Sur la deuxième carte le dégradé de couleurs va du bleu des evangélicos au jaune et orange des catholiques, il est inscrit dans des cercles proportionnels au nombre de cas de Covid-19. On voit bien que les plus gros sont plutôt bleus/ evangélicos dans les grandes villes et en Amazonie, alors que les cercles jaunes/catholiques du sertão nordestin et du Sud (catholique ou protestant luthérien) sont à peine visibles car beaucoup plus petits (pour le moment du moins, car l’épidémie gagne de plus en plus vers l’intérieur du pays
On comprend bien en quoi la pauvreté peut jouer dans l’exposition à la maladie.

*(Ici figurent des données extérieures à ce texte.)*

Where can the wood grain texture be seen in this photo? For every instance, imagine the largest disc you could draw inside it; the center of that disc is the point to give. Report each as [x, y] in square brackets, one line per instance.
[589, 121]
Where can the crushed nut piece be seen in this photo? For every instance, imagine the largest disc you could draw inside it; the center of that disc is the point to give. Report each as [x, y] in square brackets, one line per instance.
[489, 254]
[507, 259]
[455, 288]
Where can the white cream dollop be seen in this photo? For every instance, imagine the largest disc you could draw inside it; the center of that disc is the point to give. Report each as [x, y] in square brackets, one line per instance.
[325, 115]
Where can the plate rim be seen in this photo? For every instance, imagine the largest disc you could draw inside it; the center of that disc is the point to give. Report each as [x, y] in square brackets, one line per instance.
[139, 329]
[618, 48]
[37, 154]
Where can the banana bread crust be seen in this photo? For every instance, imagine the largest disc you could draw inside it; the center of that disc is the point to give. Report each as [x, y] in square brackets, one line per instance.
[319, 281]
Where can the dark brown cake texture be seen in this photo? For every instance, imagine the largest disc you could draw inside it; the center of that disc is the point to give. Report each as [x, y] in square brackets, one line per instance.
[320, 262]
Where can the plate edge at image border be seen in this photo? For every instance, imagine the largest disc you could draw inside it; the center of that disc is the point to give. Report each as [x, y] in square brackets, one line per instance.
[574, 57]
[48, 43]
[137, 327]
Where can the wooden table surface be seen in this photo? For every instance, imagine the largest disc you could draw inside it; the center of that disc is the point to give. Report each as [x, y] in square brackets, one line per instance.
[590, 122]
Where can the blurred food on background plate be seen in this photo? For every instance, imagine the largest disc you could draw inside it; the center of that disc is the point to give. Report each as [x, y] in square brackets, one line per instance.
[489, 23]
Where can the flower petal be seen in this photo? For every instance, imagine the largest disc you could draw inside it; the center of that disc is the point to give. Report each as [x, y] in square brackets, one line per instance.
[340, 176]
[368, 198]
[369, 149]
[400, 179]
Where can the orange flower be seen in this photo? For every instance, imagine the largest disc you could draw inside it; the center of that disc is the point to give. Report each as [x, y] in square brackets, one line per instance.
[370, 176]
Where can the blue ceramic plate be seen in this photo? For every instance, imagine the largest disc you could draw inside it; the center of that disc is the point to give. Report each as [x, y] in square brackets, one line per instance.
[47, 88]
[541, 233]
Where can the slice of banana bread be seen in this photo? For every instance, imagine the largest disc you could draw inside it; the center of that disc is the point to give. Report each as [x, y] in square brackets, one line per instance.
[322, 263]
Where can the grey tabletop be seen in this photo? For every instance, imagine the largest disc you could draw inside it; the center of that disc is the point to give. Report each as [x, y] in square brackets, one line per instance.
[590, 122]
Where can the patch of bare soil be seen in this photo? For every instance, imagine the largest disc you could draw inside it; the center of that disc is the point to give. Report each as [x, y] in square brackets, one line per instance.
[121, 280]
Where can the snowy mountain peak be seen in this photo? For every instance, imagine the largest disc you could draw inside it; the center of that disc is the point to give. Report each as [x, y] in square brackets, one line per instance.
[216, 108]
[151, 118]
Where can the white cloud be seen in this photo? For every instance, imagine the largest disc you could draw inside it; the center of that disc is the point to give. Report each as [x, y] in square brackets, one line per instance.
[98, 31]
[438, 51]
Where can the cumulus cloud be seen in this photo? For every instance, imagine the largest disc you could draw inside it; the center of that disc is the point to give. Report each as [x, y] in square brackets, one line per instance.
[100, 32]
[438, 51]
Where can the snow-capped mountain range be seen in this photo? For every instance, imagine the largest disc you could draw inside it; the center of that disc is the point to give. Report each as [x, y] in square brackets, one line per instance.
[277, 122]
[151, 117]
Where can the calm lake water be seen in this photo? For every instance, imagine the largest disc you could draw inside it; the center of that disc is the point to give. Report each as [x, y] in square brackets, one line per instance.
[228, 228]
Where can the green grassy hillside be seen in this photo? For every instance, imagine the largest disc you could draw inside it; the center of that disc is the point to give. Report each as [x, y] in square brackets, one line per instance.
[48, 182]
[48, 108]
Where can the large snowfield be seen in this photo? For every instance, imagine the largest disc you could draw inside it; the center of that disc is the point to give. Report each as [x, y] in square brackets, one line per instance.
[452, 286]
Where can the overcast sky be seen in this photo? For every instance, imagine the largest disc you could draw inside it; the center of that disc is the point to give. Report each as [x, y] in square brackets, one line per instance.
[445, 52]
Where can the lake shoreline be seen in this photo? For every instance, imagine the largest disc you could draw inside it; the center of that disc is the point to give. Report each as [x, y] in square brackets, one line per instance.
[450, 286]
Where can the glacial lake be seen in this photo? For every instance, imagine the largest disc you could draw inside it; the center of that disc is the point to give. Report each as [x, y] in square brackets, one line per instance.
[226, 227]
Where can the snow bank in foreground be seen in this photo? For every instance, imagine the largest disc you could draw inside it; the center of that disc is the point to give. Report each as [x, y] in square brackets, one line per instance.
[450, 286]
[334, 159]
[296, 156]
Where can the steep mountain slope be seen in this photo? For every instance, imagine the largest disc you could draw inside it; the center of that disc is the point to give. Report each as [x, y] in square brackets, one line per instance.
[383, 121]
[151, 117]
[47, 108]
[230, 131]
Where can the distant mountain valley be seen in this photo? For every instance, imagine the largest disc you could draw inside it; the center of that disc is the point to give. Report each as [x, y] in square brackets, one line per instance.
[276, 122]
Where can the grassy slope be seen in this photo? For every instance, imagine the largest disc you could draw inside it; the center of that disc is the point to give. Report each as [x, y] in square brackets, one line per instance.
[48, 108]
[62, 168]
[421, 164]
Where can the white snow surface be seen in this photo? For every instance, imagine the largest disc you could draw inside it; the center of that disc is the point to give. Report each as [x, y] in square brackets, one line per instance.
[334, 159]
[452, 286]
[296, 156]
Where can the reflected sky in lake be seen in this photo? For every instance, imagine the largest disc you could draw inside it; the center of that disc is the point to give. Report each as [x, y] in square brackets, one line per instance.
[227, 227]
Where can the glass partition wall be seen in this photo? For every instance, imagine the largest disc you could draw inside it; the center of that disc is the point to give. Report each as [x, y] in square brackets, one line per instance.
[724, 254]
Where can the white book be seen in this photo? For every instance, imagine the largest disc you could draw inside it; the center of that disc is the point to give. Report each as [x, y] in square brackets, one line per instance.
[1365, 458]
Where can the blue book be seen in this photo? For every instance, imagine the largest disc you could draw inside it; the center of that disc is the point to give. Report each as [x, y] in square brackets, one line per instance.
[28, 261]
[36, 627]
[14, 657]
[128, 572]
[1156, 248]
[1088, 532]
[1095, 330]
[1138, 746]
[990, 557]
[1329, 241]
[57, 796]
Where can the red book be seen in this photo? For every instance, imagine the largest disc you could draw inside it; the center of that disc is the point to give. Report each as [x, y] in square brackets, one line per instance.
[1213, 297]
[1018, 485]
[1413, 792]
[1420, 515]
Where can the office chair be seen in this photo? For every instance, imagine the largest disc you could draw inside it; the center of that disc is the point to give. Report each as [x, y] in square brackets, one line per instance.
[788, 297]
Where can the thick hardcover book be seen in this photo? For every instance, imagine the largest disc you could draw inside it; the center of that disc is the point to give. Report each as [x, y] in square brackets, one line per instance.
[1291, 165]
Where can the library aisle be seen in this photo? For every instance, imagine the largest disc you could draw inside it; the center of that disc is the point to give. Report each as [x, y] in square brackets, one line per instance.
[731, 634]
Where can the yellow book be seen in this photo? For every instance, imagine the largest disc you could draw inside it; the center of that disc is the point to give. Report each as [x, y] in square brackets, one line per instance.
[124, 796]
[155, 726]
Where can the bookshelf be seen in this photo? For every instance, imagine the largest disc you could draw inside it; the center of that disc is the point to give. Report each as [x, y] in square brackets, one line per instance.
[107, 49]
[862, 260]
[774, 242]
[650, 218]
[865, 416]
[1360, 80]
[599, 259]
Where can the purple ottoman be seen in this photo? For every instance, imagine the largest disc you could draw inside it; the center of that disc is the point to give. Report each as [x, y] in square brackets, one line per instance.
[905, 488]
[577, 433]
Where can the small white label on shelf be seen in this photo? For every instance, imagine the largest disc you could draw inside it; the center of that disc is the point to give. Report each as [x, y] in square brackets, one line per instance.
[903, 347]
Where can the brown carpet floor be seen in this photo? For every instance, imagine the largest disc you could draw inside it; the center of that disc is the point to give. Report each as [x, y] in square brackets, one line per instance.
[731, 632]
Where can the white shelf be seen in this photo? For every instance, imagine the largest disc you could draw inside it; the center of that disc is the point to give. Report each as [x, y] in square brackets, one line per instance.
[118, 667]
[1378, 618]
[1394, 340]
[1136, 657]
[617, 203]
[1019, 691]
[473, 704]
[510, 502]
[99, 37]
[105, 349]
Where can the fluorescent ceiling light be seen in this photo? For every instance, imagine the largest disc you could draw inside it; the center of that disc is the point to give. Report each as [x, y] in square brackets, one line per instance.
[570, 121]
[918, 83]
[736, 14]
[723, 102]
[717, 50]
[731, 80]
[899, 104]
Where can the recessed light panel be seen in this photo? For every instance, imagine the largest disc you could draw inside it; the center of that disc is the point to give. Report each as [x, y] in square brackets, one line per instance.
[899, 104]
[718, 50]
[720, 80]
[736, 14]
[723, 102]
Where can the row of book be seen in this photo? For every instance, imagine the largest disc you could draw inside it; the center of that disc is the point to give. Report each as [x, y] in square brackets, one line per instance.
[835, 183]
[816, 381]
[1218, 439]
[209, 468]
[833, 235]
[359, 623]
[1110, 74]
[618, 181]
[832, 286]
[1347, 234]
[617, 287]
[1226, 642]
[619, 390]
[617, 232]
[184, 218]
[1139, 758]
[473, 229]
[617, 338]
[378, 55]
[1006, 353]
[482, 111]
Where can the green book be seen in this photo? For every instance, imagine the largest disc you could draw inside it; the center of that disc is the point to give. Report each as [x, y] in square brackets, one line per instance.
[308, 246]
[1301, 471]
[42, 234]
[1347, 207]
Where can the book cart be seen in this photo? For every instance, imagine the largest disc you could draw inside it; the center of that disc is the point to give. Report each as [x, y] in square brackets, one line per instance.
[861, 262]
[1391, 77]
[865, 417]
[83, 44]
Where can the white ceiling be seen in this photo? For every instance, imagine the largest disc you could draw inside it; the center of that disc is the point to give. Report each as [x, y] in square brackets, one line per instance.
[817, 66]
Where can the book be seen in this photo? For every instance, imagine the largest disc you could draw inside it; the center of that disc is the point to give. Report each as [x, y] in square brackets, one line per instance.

Mais en quoi le fait d’être catholique ou evangélico peut-il influer sur le nombre de cas de Covid-19 ? Parmi les précautions qui permettent de réduire le risque de contagion se trouve le fait d’éviter les rassemblements dans des lieux clos et les contacts proches avec des personnes qui peuvent être infectées. Or les cultes évangéliques rassemblent justement de nombreux fidèles dans des temples où ils chantent ensemble et s’embrassent : des cas de contagion liés à ces pratiques ont été reconnus en Corée du Sud et en France[5]. Ces temples sont par ailleurs très nombreux à avoir refusé de fermer ou d’appliquer des mesures de distanciation entre leurs fidèles, en partie par incrédulité face à la maladie et en partie parce que les pasteurs ont voulu garder le contact avec leurs ouailles. Le facteur religieux peut donc contribuer à la répartition des cas de Covid-19, bien que de manière moins importante que les autres facteurs : l’axe 2 représente 16,58% de la variance contre les 44.75% de l’axe 1 qui illustre le contraste entre régions plus ou moins développées.
L’analyse des données socio-économiques fait donc principalement apparaître une forte liaison entre les cas de Covid-19 et la pauvreté et ses conséquences, à laquelle la prédominance des evangélicos ou des catholiques introduit toutefois des nuances. Il ne faut pas confondre corrélation et causalité, mais cette dimension mérite d’être prise en considération, tant dans l’analyse de la contagion que dans celle des actions entreprises – ou pas – pour la contrôler.
Ivry, le 8 juillet 2020
Hervé Théry, Directeur de recherche émérite au CNRS (UMR CREDA) et professeur à l’Universidade de São Paulo (USP-PPGH). Géographe, il étudie depuis 1974 les disparités et les dynamiques du territoire brésilien en utilisant à la fois la cartographie thématique et de nombreux travaux de terrain. Il a été membre du Conseil scientifique de l’IdA.
[1] Une version plus complète de ce texte (détaillant la méthodologie et les variables, puis utilisant une seconde analyse statistique, la classification ascendante hiérarchique/CAH ) est disponible en français sur le site de la revue de géopolitique Diploweb (https://www.diploweb.com/Quels-sont-les-facteurs-associes-a-la-propagation-de-l-epidemie-de-Covid-19-au-Bresil.html) et en portugais sur celui de la revue Confins (https://journals.openedition.org/confins/31101).
[2] Cf ; « Covid-19 au Brésil : aggravants, scénarios et risques », https://covidam.institutdesameriques.fr/covid-19-au-bresil-aggravants-scenarios-et-risques/
[3] Les derniers disponibles, celui de 2020 ayant été reporté à cause de la pandémie
[4] La proportion de personnes se déclarant catholiques est passée entre le recensement de 2000 et celui de 2010 de 73,6% à 64,6%, tandis que celui des evangélicos passait de 15,4% à 22,2%.
[5] Ces cas sont détaillés dans les versions longues citées en note 1.